Tuesday, January 12, 2021

 The CAPS Teacher Education students recently embarked on yet another adventure for the semester. Under normal circumstances, Teacher Ed students spend time in classrooms, working with teachers and students, designing lesson plans, and learning many classroom management skills.  This semester was required something different.

From the start, the Teacher Ed students found themselves "zooming" into classrooms to observe rather than traveling across the district to spend time in classrooms.  Out of this reality came the concept of the "Kids' Konference."  What would happen if they could create a mini conference of activities in which the elementary students could participate, similar to the way they interacted with professional development conferences of their own during the semester.

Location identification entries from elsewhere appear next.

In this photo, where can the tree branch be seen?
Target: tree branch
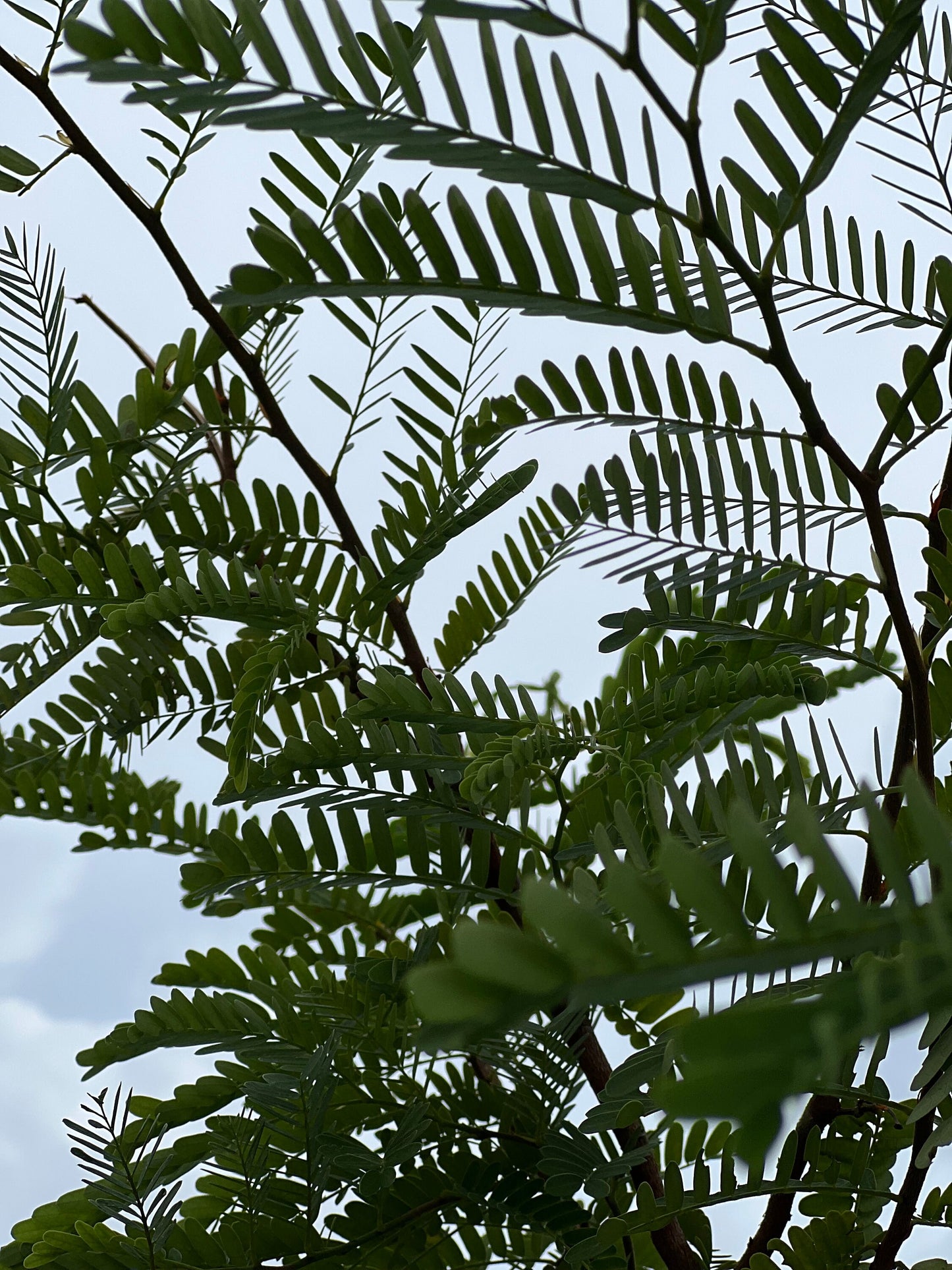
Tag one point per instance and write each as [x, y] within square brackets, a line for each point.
[278, 423]
[820, 1111]
[149, 362]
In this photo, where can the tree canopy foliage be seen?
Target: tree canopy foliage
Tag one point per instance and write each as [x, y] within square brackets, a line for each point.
[472, 893]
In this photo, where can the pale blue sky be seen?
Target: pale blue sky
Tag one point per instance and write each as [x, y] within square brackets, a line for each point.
[84, 934]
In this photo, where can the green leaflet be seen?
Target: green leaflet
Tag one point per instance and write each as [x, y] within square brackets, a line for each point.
[621, 909]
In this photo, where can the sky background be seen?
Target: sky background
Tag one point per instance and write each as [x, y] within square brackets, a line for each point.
[83, 935]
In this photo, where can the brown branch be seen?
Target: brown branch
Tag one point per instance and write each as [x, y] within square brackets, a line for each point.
[905, 747]
[820, 1111]
[149, 362]
[278, 423]
[669, 1241]
[901, 1222]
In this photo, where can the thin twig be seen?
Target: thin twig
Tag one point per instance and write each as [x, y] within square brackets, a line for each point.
[278, 423]
[149, 362]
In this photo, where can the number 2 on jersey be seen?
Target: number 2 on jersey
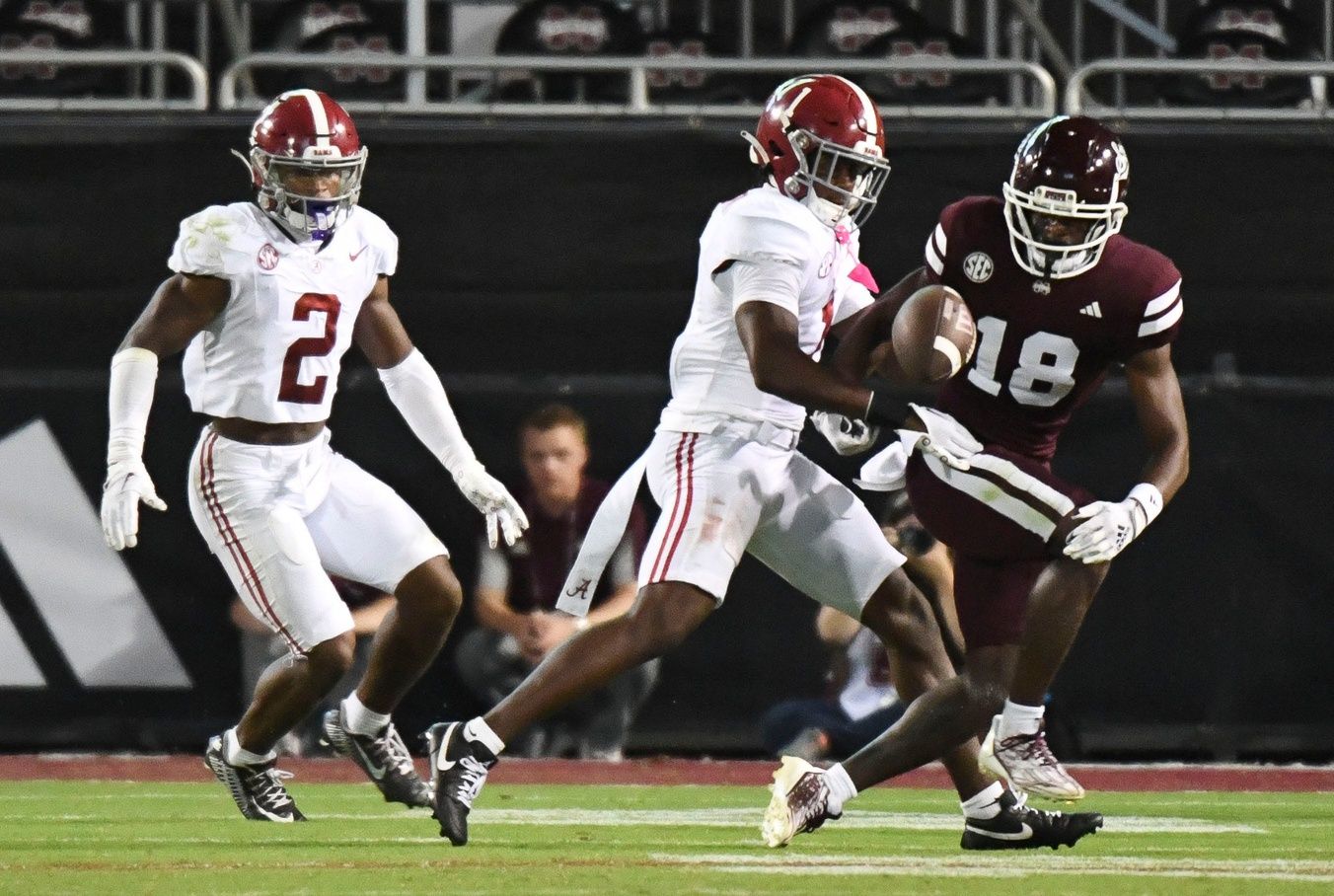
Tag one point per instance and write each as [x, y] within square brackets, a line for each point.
[288, 390]
[1043, 357]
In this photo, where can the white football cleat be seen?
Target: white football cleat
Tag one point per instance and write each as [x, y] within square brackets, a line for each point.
[799, 803]
[1027, 764]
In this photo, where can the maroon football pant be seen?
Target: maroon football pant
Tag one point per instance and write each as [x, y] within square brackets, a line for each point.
[997, 517]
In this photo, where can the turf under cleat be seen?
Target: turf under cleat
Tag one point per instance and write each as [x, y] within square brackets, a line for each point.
[799, 803]
[258, 789]
[1027, 764]
[459, 768]
[1020, 827]
[385, 759]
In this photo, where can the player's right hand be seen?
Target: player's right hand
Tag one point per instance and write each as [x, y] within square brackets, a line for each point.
[127, 485]
[947, 439]
[848, 436]
[492, 500]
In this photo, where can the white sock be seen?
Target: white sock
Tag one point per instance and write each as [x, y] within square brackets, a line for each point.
[1018, 718]
[841, 788]
[985, 804]
[360, 720]
[481, 731]
[235, 755]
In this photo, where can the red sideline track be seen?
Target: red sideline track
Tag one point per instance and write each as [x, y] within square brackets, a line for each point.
[666, 771]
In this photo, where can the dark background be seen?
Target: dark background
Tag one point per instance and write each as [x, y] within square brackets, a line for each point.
[557, 261]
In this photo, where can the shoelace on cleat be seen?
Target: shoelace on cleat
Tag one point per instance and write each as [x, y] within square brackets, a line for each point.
[393, 752]
[471, 778]
[808, 809]
[1030, 747]
[267, 786]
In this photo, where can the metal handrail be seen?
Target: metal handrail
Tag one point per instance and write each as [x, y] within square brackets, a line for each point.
[189, 65]
[1076, 102]
[636, 69]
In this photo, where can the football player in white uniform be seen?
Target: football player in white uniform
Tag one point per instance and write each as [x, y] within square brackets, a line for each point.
[268, 296]
[778, 270]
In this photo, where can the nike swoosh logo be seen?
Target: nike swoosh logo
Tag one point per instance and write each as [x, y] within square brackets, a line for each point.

Immediately, the students went to work, brainstorming resources and ideas to begin its taking shape.  Early on, Dr. Fry, CAPS Teacher Ed instructor, applied the design process to the project so that not only were the students coming up with activity ideas, but they were learning some design fundamentals related to creating lessons or activities for the elementary students and planning a large-scale event for a virtual platform. The students began with a survey to see if this was something that would even interest teachers.  They also laid out what they were thinking about doing and asked for suggestions for not only the execution of such an event, but also suggestions for activities of which they had not originally thought.  The students also included a choice of two dates for the event...one prior to the holiday break and one after.

With survey results in hand, ideation began to take place, and a prototype rough draft website was created.  Through many iterations, a final layout was decided upon.  Next, students outlined the activities that could be done virtually and attached themselves to those activities that interested them.  After many days of breakout rooms and whole-class discussions, the "Kids' Konference became a reality.

The conference was held on Thursday and Friday, January 7 and 8, and teachers, some virtual, who had not been able to attend on those particular days requested customized time slots on Tuesday, January 12, when students zoomed into the teachers' classrooms to carry out the conference activities with these students.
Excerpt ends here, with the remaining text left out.